The nonfarm payroll report will be scrutinized for insight into the U.S. labor market and its implications for how long the Federal Reserve’s accommodative monetary policies will continue. Analysts expect 180,000 jobs to have been added in August, up from 162,000 added in the previous month. The unemployment rate is seen holding at 7.4 percent.
If the report comes in sharply above forecasts, it could cement expectations that the U.S. central bank will this month begin to slow its bond-buying stimulus program, which has been credited with fueling the S&P 500’s 16-percent gain in 2013.
“If the report comes in as expected, it won’t be a game changer for investors, but we should still see the market react well to the news,” said Adam Hewison, president and chief executive at INO.com Inc in Annapolis, Maryland.
Recent data have pointed to improvement on the employment front, with jobless claims falling to a near five-year low in the latest week.
The strong data and expectations for the Fed to being scaling back stimulus triggered a selloff in bonds, with the benchmark 10-year Treasury yield brushing against 3 percent. Analysts said the recent bond selloff could persist.
“Right now the idea of tapering is reflected in the market, and stocks have been able to hold on well and build on our skyrocketing so far this year,” Hewison said.
S&P 500 futures rose 2.7 points and were above fair value, a formula that evaluates pricing by taking into account interest rates, dividends and time to expiration on the contract. Dow Jones industrial average futures rose 13 points and Nasdaq 100 futures rose 6.5 points.
For the week thus far, the S&P 500 is up 1.4 percent, its best weekly performance since July. The Dow was on track to snap a four-week losing streak, rising 0.9 percent, while the Nasdaq is up 1.9 percent for the week.
Investors are continuing to assess the possibility of a U.S.-led strike against Syria in retaliation for an alleged chemical weapons attack against its civilians. U.S. President Barack Obama has received support in his bid to get Congressional authorization for a strike, though he also faces growing pressure at the Group of 20 summit in Russia not to use military force.
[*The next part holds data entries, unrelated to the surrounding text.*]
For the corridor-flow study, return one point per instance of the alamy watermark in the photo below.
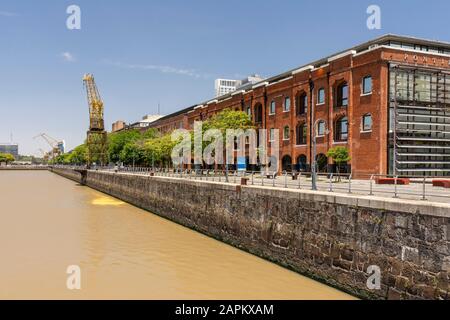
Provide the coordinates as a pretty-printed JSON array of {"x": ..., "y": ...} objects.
[
  {"x": 73, "y": 21},
  {"x": 74, "y": 279},
  {"x": 214, "y": 147},
  {"x": 374, "y": 280}
]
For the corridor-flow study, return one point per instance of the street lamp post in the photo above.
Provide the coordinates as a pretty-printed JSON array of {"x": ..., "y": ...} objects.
[{"x": 313, "y": 139}]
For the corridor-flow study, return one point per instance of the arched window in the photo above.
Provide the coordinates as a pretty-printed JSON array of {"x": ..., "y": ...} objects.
[
  {"x": 287, "y": 104},
  {"x": 272, "y": 107},
  {"x": 341, "y": 129},
  {"x": 301, "y": 134},
  {"x": 302, "y": 103},
  {"x": 302, "y": 163},
  {"x": 321, "y": 96},
  {"x": 342, "y": 95},
  {"x": 322, "y": 162},
  {"x": 286, "y": 163},
  {"x": 286, "y": 133},
  {"x": 258, "y": 113},
  {"x": 320, "y": 130},
  {"x": 366, "y": 124}
]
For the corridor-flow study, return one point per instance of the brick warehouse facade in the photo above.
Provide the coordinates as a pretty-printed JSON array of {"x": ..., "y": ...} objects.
[{"x": 387, "y": 101}]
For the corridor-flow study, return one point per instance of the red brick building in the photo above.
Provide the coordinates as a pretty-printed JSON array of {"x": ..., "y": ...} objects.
[{"x": 387, "y": 101}]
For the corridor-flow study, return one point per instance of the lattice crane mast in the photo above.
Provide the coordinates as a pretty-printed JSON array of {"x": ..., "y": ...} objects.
[
  {"x": 57, "y": 147},
  {"x": 96, "y": 135}
]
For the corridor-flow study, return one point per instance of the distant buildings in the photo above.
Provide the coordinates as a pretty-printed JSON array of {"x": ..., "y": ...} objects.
[
  {"x": 10, "y": 148},
  {"x": 387, "y": 101},
  {"x": 142, "y": 124},
  {"x": 225, "y": 86},
  {"x": 118, "y": 125}
]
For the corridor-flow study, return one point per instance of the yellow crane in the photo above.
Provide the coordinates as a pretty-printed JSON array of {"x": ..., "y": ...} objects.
[
  {"x": 57, "y": 147},
  {"x": 96, "y": 135}
]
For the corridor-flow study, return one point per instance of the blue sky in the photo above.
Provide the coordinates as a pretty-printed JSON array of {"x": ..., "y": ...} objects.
[{"x": 145, "y": 52}]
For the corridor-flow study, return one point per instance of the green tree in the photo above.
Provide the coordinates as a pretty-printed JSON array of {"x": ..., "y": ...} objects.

Syria has been a market driver over the past two week, sparking steep gyrations that have been amplified by light trading volume around holidays.
Energy prices have been among the most volatile amid the geopolitical uncertainty, with investors concerned that military action in the Middle East will weigh on oil supplies. Crude oil has spiked about 2 percent over the past two weeks and rose 0.6 percent on Friday.
Timken Co rose after the bell on Thursday after the company’s board approved a plan to spin off its steel business from its bearings and power transmission operations.
At least three brokers raised their price targets on Infoblox Inc a day after the network security company reported its fourth-quarter results. The stock jumped 15 percent to $40.60 in light premarket trading.
Wall Street edged up on Thursday, rising for a third day after strong data indicated economic conditions were improving.